Bronx High School for Business — some kids
My delightful homeland and playground and jack-in-the-box delivers. Helping a foreign friend in the Bronx find a school for his teens opened my mind to the contradictions of our Byzantine educational complex. How do you get your kids into high school, and how in the world do you choose, if indeed “choosing” is real?
What School- Imagined Scenario 1
On a school tour we see many wonders: two jeanless teens, toilets without seats, poems by Diane di Prima on a desk, a male teacher with purple nail polish and lipstick, curly hair tufts in the hallway from a catfight. Yes, gentrification has yet to suck all the juice out of the Bronx. In this tooth-n-claw high school, girls of grit and boys of gumption calculate sine and cosine, and could easily describe the three branches of government, even though they deem the high bench supremely unjust. These kids aren’t waiting for anyone to tell them how to deal with corruption, ecocide and gloom. Armed with the city’s 49 most common profanities, they are on an express train to adult responsibility and the American dream, or maybe nightmare. En route they will frolic and rap while shredding their jeans and knotting their laces in an utterly original fashion.

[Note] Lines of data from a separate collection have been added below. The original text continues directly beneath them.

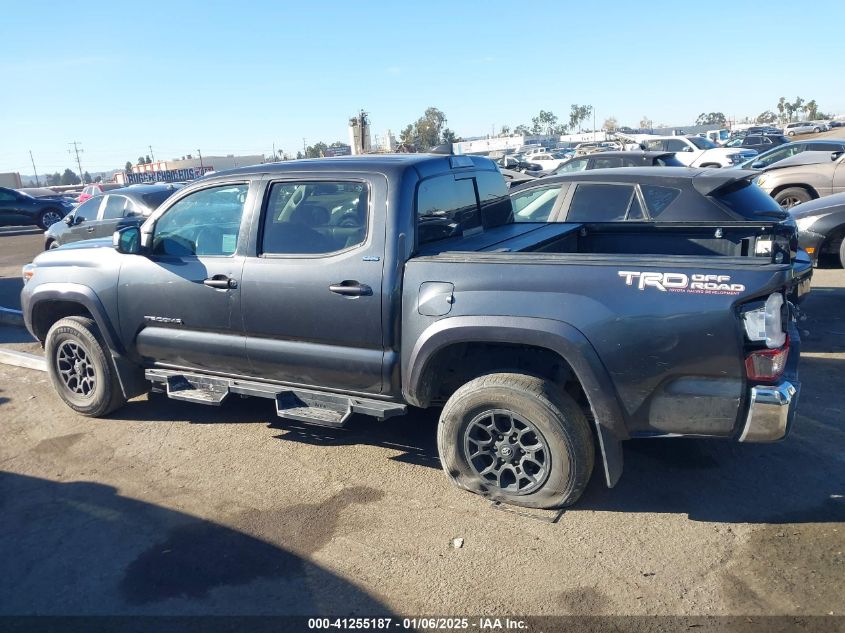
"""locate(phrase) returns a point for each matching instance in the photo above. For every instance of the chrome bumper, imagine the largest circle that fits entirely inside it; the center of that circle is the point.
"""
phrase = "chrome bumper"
(770, 412)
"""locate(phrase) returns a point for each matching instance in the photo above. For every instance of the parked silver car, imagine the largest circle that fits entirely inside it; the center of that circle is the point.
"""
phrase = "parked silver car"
(803, 127)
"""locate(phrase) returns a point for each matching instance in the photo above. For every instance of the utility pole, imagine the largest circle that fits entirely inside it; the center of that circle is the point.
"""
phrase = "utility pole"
(76, 151)
(37, 184)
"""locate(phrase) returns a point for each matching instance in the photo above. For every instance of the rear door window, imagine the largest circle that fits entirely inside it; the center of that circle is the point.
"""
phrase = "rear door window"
(452, 205)
(446, 207)
(535, 205)
(600, 203)
(606, 163)
(657, 199)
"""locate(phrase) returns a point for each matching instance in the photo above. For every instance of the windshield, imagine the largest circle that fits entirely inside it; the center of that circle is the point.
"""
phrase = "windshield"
(702, 143)
(772, 156)
(154, 200)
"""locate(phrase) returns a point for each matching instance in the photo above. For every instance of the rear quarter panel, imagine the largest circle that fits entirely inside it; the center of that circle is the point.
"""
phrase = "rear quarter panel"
(674, 356)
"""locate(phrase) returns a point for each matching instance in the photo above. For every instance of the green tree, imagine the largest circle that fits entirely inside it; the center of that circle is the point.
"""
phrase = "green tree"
(316, 150)
(428, 129)
(407, 137)
(713, 118)
(798, 105)
(766, 117)
(69, 178)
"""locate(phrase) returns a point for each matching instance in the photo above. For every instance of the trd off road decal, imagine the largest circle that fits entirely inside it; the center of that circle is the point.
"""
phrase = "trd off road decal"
(681, 282)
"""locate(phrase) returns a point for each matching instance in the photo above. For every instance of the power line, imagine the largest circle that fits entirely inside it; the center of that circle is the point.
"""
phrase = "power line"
(76, 150)
(37, 184)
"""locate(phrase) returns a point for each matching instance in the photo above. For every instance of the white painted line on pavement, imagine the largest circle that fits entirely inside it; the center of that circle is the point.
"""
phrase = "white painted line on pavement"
(22, 359)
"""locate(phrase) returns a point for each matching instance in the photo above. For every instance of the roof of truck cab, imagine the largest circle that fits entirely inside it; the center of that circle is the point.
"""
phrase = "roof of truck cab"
(426, 164)
(704, 180)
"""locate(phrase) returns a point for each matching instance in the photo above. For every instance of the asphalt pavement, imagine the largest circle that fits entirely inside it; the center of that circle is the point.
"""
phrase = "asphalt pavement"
(167, 507)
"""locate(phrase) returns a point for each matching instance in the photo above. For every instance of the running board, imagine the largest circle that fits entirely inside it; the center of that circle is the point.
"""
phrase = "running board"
(304, 405)
(197, 389)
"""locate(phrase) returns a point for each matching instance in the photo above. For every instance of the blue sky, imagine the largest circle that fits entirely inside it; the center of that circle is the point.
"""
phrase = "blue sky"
(236, 77)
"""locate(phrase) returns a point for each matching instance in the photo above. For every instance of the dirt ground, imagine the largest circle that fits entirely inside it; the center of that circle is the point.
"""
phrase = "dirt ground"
(174, 508)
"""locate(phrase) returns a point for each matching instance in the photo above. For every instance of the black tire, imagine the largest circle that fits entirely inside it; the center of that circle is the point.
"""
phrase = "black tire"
(558, 424)
(80, 368)
(48, 217)
(791, 196)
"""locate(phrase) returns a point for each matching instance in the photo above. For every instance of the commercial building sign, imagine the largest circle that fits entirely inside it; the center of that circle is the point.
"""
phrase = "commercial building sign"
(168, 175)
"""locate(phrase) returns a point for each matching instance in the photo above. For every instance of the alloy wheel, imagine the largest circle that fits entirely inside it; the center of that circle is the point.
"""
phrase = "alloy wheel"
(76, 369)
(507, 451)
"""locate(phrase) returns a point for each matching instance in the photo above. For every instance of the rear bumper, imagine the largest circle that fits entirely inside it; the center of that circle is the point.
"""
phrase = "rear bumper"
(770, 412)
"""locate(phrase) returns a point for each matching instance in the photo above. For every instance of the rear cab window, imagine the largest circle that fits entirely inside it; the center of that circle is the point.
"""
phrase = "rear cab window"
(461, 204)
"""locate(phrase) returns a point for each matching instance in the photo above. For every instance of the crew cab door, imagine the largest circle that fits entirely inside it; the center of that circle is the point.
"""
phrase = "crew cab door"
(312, 285)
(180, 302)
(11, 205)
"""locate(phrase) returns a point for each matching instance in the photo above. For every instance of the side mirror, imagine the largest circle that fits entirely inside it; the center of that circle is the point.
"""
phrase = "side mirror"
(127, 240)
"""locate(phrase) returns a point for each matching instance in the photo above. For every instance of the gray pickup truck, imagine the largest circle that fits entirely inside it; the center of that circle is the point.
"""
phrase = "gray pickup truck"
(370, 284)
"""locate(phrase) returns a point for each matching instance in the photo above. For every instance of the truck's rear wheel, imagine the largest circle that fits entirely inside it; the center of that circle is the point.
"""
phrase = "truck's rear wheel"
(80, 369)
(517, 439)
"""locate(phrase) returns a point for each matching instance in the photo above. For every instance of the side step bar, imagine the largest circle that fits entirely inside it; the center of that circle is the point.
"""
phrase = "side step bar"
(304, 405)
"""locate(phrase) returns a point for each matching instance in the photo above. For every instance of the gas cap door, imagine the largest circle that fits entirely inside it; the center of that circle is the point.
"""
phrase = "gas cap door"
(435, 298)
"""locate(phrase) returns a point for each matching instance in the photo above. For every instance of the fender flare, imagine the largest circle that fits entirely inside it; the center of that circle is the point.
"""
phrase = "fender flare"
(560, 337)
(130, 375)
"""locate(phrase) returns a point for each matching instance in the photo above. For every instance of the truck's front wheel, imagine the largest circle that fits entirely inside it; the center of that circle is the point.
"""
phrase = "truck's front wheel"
(80, 369)
(517, 439)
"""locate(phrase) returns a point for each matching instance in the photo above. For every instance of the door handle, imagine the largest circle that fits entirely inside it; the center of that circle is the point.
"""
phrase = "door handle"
(221, 282)
(351, 288)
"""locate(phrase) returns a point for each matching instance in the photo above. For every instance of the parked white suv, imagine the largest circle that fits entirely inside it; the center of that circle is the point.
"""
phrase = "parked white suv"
(803, 127)
(695, 151)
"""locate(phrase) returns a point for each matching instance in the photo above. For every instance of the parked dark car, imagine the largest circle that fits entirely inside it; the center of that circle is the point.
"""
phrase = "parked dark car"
(760, 142)
(607, 160)
(17, 207)
(517, 164)
(368, 284)
(102, 215)
(821, 227)
(770, 157)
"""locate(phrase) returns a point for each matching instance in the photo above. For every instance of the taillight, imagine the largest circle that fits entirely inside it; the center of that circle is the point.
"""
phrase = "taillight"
(767, 364)
(766, 323)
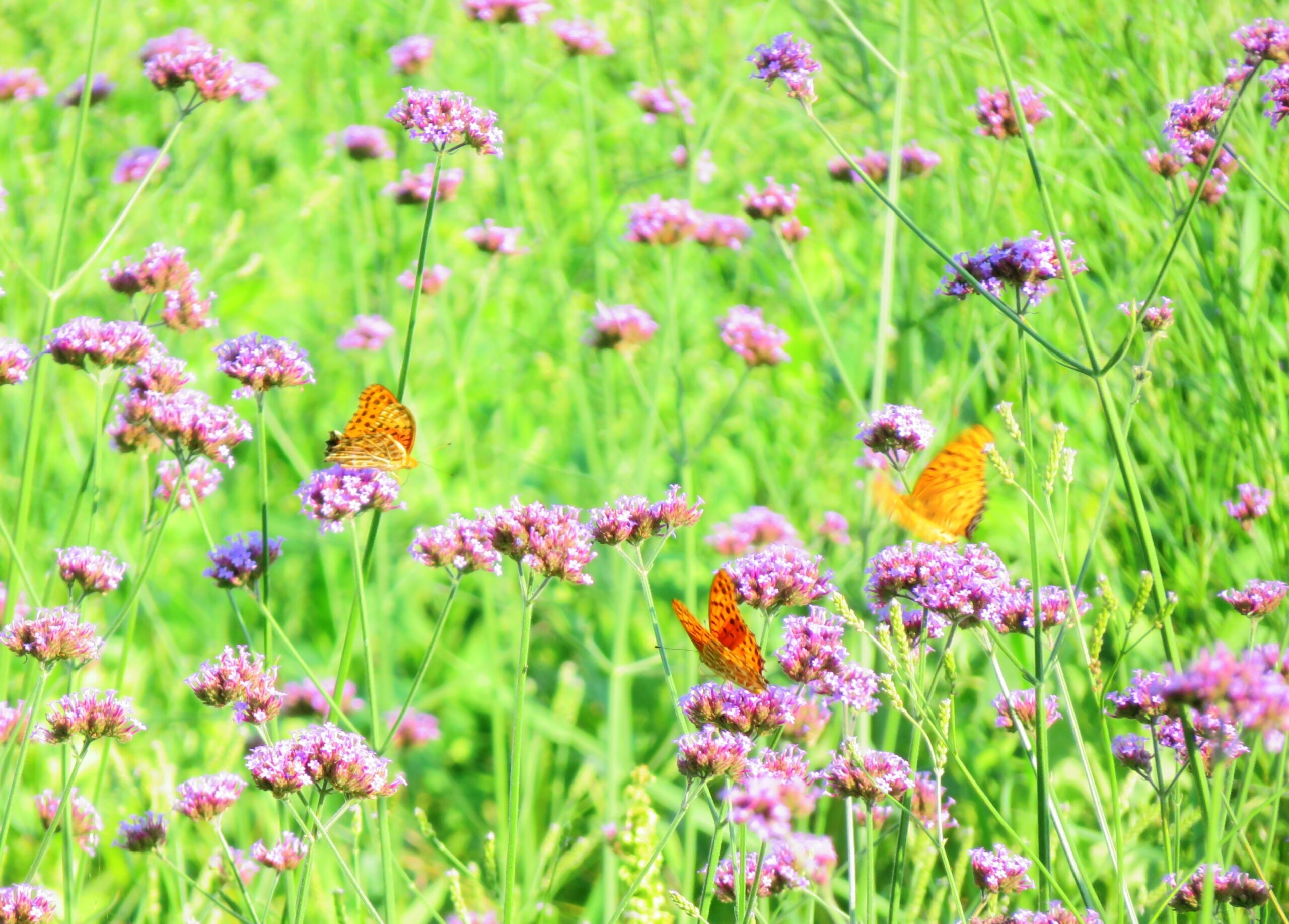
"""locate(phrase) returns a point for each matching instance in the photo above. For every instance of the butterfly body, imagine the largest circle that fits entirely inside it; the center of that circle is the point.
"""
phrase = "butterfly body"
(381, 435)
(948, 501)
(725, 645)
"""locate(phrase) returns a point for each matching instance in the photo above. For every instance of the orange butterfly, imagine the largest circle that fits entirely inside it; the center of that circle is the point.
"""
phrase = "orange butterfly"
(379, 435)
(948, 499)
(729, 648)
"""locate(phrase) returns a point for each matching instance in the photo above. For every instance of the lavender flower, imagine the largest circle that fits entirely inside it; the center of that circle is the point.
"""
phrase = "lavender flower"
(448, 120)
(582, 38)
(663, 101)
(459, 544)
(1257, 600)
(93, 572)
(999, 870)
(369, 332)
(411, 54)
(88, 716)
(100, 89)
(869, 776)
(1253, 503)
(263, 363)
(15, 363)
(747, 333)
(337, 495)
(712, 753)
(493, 239)
(780, 577)
(205, 798)
(133, 165)
(142, 833)
(999, 120)
(547, 539)
(1021, 705)
(92, 343)
(201, 482)
(790, 60)
(661, 221)
(54, 634)
(622, 328)
(285, 855)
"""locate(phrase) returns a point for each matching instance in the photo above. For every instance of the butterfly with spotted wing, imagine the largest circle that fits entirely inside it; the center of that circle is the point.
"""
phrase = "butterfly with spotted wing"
(728, 646)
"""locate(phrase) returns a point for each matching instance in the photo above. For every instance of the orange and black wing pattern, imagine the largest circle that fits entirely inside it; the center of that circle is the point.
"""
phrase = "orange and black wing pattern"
(949, 496)
(381, 435)
(728, 648)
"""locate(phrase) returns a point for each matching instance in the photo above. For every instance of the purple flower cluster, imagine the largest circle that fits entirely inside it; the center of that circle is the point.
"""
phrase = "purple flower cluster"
(1028, 264)
(788, 60)
(780, 577)
(262, 363)
(328, 758)
(459, 544)
(997, 116)
(93, 572)
(747, 333)
(547, 539)
(448, 120)
(337, 495)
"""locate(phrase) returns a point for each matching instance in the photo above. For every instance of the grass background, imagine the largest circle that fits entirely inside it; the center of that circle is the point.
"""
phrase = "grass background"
(296, 240)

How dare the pundits critique the flavorful, wide-ranging learning offered here? The staredown, the shrug, the finger snap, the cold shoulder: surely these rhetorical weapons of gesture could match the Shakespeare quotation and earnest subservience of their Manhattan counterparts. Flipping the script in word and on paper, these kids were precociously adept in reshaping reality to allow them to slip through the cracks. Hurtling uptown in a one-eyed subway train, they break and turn on bars and handholds, their kicks brushing passenger noses and caps. They love, love, love— energy rays streaming trails from every limb. Their life and death rush at them – a firehose of possibility and nothingness.